Posted on 12/03/2011 12:59:53 PM PST by decimon
Lanya Olmstead was born in Florida to a mother who immigrated from Taiwan and an American father of Norwegian ancestry. Ethnically, she considers herself half Taiwanese and half Norwegian. But when applying to Harvard, Olmstead checked only one box for her race: white.
"I didn't want to put 'Asian' down," Olmstead says, "because my mom told me there's discrimination against Asians in the application process."
(Excerpt) Read more at news.yahoo.com ...
Asians. The new Jews.
Success must be punished.
I like it when I ask if so and so is home, they just say yes and sit there, like lumps. Yes, i know they answered just what I asked, but it makes them seem dim.
Asians, with their strong and traditional family backgrounds and well-established work ethics, coupled with their attention to study, tend to do better than a great many others in a college or work setting; therefore, yes, there is discrimination AGAINST them in both college admissions and job hiring/promotion.
Discrimination is most often viewed in the penumbra of affirmatice action - as making room for either the poorly educated or incompetent.
Therefore, it is most often reserved for “others than Asians.”
I always identify myself as black, Native American and Pacific Islander although I am very fair and not particularly exotic looking. When I moved and was signing up for a new library card several years ago, the clerk told me, “You’re the first Pacific Islander we’ve ever had!” She was excited, like we had both won a prize. Why the library needed to know my ethnicity I can’t begin to guess.
I always check “Native American”
I was born here (which is more than Obama can say)
TT
Have you had any success in your Genealogy research?

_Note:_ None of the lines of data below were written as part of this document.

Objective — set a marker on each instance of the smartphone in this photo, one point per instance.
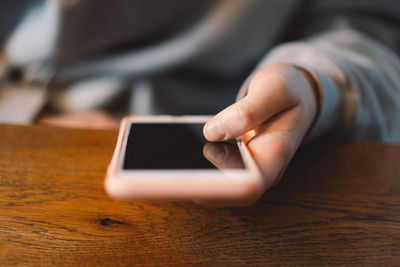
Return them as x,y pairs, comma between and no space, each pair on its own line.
168,157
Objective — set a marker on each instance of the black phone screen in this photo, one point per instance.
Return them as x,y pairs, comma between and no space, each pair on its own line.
177,146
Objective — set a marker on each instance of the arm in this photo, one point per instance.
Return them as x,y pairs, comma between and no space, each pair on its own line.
353,77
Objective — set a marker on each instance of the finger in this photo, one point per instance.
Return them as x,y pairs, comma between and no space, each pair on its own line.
275,144
223,155
268,95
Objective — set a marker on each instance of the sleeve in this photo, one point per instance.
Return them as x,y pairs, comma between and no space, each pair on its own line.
350,49
359,83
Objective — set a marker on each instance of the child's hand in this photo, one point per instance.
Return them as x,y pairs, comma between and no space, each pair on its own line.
280,107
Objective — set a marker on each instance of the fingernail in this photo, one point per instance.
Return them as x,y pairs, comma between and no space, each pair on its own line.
215,154
215,131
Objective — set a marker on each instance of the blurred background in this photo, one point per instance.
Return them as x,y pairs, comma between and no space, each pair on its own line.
88,63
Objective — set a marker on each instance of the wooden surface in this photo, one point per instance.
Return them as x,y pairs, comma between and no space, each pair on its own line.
337,204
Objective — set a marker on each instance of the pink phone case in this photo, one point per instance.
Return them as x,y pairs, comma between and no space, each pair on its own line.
188,184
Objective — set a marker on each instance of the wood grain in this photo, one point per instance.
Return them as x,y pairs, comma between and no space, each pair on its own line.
338,204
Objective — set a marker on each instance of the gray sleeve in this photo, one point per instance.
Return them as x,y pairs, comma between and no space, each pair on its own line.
359,80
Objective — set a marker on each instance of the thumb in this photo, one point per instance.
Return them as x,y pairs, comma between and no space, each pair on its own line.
268,95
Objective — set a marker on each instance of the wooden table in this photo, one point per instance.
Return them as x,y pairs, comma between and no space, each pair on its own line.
337,204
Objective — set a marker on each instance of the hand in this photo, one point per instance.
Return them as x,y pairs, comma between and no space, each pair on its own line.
275,115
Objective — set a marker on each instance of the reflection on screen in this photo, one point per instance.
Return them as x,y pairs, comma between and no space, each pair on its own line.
177,146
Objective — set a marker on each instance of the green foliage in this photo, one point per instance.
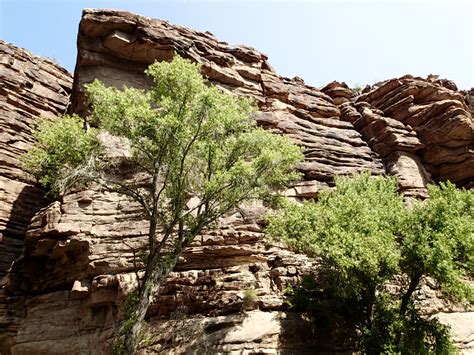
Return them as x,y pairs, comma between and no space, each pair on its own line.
364,237
352,230
250,295
195,151
65,153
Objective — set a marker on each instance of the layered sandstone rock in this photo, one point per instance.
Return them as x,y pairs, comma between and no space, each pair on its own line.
441,118
78,260
29,87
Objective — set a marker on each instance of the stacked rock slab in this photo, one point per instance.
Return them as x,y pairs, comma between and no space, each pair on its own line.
29,87
441,118
227,292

My problem has been similar ... Virgina (West Virgina) the Census didn’t count Indians or Colored ... my Grandmother was both and I haven’t been able to find anything about her parents ... (her siblings have also passed)
TT
It’s been like hitting a wall.
My next move is to get my grandfathers military records. Then I will know his parents’s names, places and dates of actual births, and can research from there. I do know that his mother was born in Memphis, TN, in 1874; but we know nothing about his father who was from Massachusetts. (I guess you have to be really careful about marrying a Yankee!)